今日は久しぶりに目的もなく歩く事にした。もう秋とは言へどまだ暑さが残る。故に早朝5時に家を出た。私が最も好む時間帯である。本当にいつぶりだろうか。こんなにも頭の中が何かしらの物事で埋め尽くされてゐるのに目的も定まらず居ても立つてもゐられないのは。
あゝここ最近は外出に意味が有り過ぎたのだ。行かねばならぬという目的のある時のみ外に出るばかりであつた。単純に暑さのせいもあるだろうが、私自身の自分を縛り過ぎてしまふ癖によつてそんなふうに自分を閉じ込めてゐたといふことも否めない。
この時期になると日の出も随分と遅くなるものだなと、依然暗い空を見上げる。だが少しずつ東の空から明かりが差してきた。いつもなら寫眞に収めただろう。しかし今日はとてもそんな気分にはなれなかつた。一瞬を急いて取り留めて永遠とするよりかは一瞬を一瞬のままにしておきたかつたのだ。
夜はあんなにも長かつたのに明けるのは速いもので、十数分ほど道を歩き小橋に差し掛かつたあたりで空はほとんど明らんだ。私がこの午前5時頃が好きな理由はそれだ。生きとし生けるものすべての宿命がこの時間に集約され空はそれを美しさとして私に教える。この儚さを常に突き付けられている。早起きは三文の徳とはよく言つたものだ。早朝を知る者は夜の儚さを知る者であるから。
情景に思考を巡らせ思いつく限り世界を広げ氣の赴くまま進みたい道へ進む。一切の躊躇も意味も排除して。そして私はまたそこへ誘われることを知らなかつた。何もかもを恐るる心忘れ、見ず知らずの小道へと好奇心の隨に突き進む。そこはコスモス畑であつた。一面が白と薄紅のコスモスに覆われてゐる。壮観だ。秋の花と言へばコスモスに彼岸花に金木犀あたりを思いつく。
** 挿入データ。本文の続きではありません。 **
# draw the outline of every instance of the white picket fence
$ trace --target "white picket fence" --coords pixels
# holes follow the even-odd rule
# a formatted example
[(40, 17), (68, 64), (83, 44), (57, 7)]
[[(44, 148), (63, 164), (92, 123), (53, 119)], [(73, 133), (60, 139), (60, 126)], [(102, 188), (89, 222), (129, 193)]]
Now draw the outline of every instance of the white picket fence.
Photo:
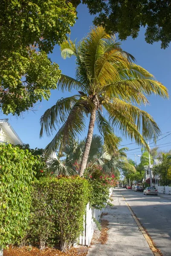
[(155, 185), (155, 187), (158, 189), (159, 193), (171, 195), (171, 186), (157, 186)]
[[(113, 189), (110, 189), (110, 195), (113, 191)], [(90, 207), (89, 203), (86, 207), (86, 212), (84, 217), (83, 223), (84, 231), (82, 235), (80, 236), (79, 239), (79, 244), (82, 245), (89, 246), (94, 230), (97, 227), (97, 224), (94, 221), (93, 219), (97, 221), (100, 219), (100, 215), (104, 210), (104, 208), (102, 210), (99, 210)]]

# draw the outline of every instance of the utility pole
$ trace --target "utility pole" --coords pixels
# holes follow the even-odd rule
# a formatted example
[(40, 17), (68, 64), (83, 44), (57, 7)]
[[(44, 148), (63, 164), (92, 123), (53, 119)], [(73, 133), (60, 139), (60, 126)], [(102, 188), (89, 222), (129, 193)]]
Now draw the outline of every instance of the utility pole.
[(135, 154), (135, 166), (136, 167), (136, 154)]
[(148, 170), (149, 173), (150, 173), (150, 186), (152, 186), (152, 175), (151, 175), (151, 170), (150, 169), (150, 166), (151, 165), (151, 160), (150, 159), (150, 148), (149, 146), (149, 142), (148, 141), (148, 145), (150, 149), (150, 151), (148, 152), (148, 159), (149, 159), (149, 166), (148, 166)]

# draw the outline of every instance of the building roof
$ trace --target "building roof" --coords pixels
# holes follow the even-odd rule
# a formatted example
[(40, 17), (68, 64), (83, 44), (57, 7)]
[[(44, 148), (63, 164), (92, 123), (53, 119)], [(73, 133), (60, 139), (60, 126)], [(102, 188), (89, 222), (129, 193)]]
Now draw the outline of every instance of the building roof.
[(0, 124), (14, 141), (15, 145), (23, 144), (21, 140), (8, 122), (8, 119), (0, 119)]

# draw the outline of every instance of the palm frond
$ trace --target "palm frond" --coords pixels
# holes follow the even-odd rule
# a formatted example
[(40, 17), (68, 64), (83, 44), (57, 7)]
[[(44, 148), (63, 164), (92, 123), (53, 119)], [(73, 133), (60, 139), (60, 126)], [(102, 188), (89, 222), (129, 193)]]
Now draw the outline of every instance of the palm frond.
[(88, 108), (88, 102), (85, 100), (81, 99), (76, 102), (64, 123), (46, 148), (47, 157), (55, 151), (61, 143), (67, 145), (81, 133), (85, 129), (85, 114)]
[(77, 80), (61, 74), (61, 78), (59, 79), (57, 84), (57, 87), (59, 90), (61, 89), (62, 91), (68, 90), (70, 92), (72, 89), (78, 90), (80, 88), (84, 89), (84, 85)]
[(68, 38), (67, 40), (64, 41), (61, 45), (61, 55), (64, 59), (70, 58), (73, 55), (77, 56), (75, 41), (72, 41)]
[(100, 133), (104, 137), (104, 146), (107, 151), (111, 155), (117, 154), (119, 143), (121, 139), (114, 134), (113, 128), (99, 111), (97, 112), (96, 122)]
[(64, 163), (59, 159), (51, 159), (47, 163), (50, 172), (53, 174), (58, 176), (64, 175), (71, 176), (78, 174), (77, 172), (72, 167), (66, 166)]
[(78, 97), (76, 95), (64, 99), (62, 98), (55, 105), (47, 109), (40, 119), (40, 137), (43, 136), (43, 132), (50, 136), (54, 131), (56, 131), (56, 125), (64, 122), (72, 107), (78, 101)]
[[(85, 138), (84, 140), (84, 144), (85, 144), (86, 141), (86, 138)], [(93, 134), (87, 164), (96, 161), (99, 157), (102, 151), (103, 151), (102, 138), (98, 134)]]
[[(153, 138), (155, 142), (160, 133), (152, 116), (137, 107), (117, 99), (107, 105), (106, 108), (112, 125), (119, 128), (125, 136), (134, 138), (139, 145), (146, 145), (147, 138)], [(141, 129), (142, 135), (139, 133)]]
[(81, 49), (84, 56), (84, 61), (87, 73), (91, 79), (95, 78), (95, 67), (96, 60), (103, 54), (102, 39), (111, 37), (101, 26), (93, 28), (83, 39)]

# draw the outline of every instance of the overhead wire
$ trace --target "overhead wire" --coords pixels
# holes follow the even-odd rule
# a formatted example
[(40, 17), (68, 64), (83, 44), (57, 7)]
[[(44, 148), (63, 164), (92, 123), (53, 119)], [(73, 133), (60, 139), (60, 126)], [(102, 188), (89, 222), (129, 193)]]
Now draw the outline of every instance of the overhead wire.
[[(169, 132), (171, 132), (171, 131), (167, 131), (166, 132), (165, 132), (165, 133), (162, 134), (160, 134), (159, 136), (161, 136), (162, 135), (164, 135), (164, 134), (166, 134), (169, 133)], [(146, 140), (151, 140), (151, 139), (154, 139), (154, 137), (152, 137), (152, 138), (149, 138), (148, 139), (147, 139)], [(163, 138), (165, 138), (165, 137), (163, 137)], [(162, 139), (162, 138), (161, 138), (161, 139), (159, 139), (159, 140), (158, 140), (156, 141), (158, 141), (158, 140), (161, 140)], [(151, 143), (150, 144), (152, 144), (153, 143), (155, 143), (154, 142), (152, 142), (152, 143)], [(136, 142), (133, 142), (132, 143), (129, 143), (127, 144), (124, 144), (123, 145), (120, 145), (119, 146), (119, 147), (123, 147), (124, 146), (127, 146), (128, 145), (133, 145), (133, 144), (136, 144)]]
[[(169, 136), (171, 134), (171, 133), (168, 134), (167, 134), (167, 135), (165, 135), (165, 136), (164, 136), (164, 137), (162, 137), (162, 138), (160, 138), (160, 139), (159, 139), (159, 140), (157, 140), (156, 142), (159, 141), (159, 140), (162, 140), (162, 139), (164, 139), (164, 138), (165, 138), (166, 137)], [(149, 145), (150, 145), (151, 144), (153, 144), (154, 143), (154, 142), (151, 143), (149, 143)], [(155, 145), (155, 146), (151, 146), (151, 147), (152, 147), (152, 146), (156, 146), (156, 145)], [(135, 150), (136, 149), (139, 149), (139, 148), (141, 148), (142, 147), (139, 147), (138, 148), (132, 148), (132, 149), (128, 149), (127, 150), (125, 151), (124, 152), (128, 152), (128, 151), (132, 151), (133, 150)]]

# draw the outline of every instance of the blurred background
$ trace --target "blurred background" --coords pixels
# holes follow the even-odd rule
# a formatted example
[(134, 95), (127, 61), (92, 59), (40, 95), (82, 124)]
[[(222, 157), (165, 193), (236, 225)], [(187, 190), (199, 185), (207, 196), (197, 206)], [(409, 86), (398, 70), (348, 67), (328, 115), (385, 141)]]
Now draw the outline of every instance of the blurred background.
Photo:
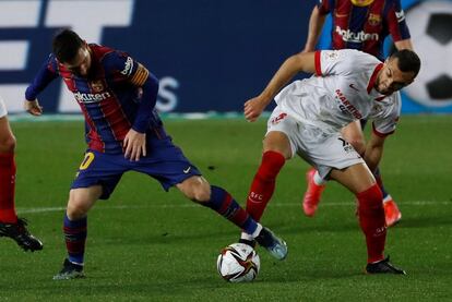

金木犀はもう少し後で咲くだろうか?花そのものは小さくてもそのうつとりするような匂ひが秋といふ季節と密に結びついてゐる。彼岸花はこの時期にも咲いてゐるはずだが、私はコスモスのほうが好きだつた。彼岸花の美しさといふのは、その花が毒を持つ様に刺々しさがある。圧倒されてしまうのだ。其れよりかは、素朴で調和的であるコスモスを好む。
とはいへ、花や草木は大抵好きだ。特に花は。小学生の頃だろうか。私にはろくに友達などおらず、暇を持て余していた。その時、花壇ではない、ただの道端に咲く花に自分を見出し、また自分にないものを見出し憧れた。花は孤独でアスファルトに根を張つてしまう強さがある。もし来世といふものが在るならば私は花になりたかつた。それも道端に一輪だけ咲くような孤独な花になりたかつた。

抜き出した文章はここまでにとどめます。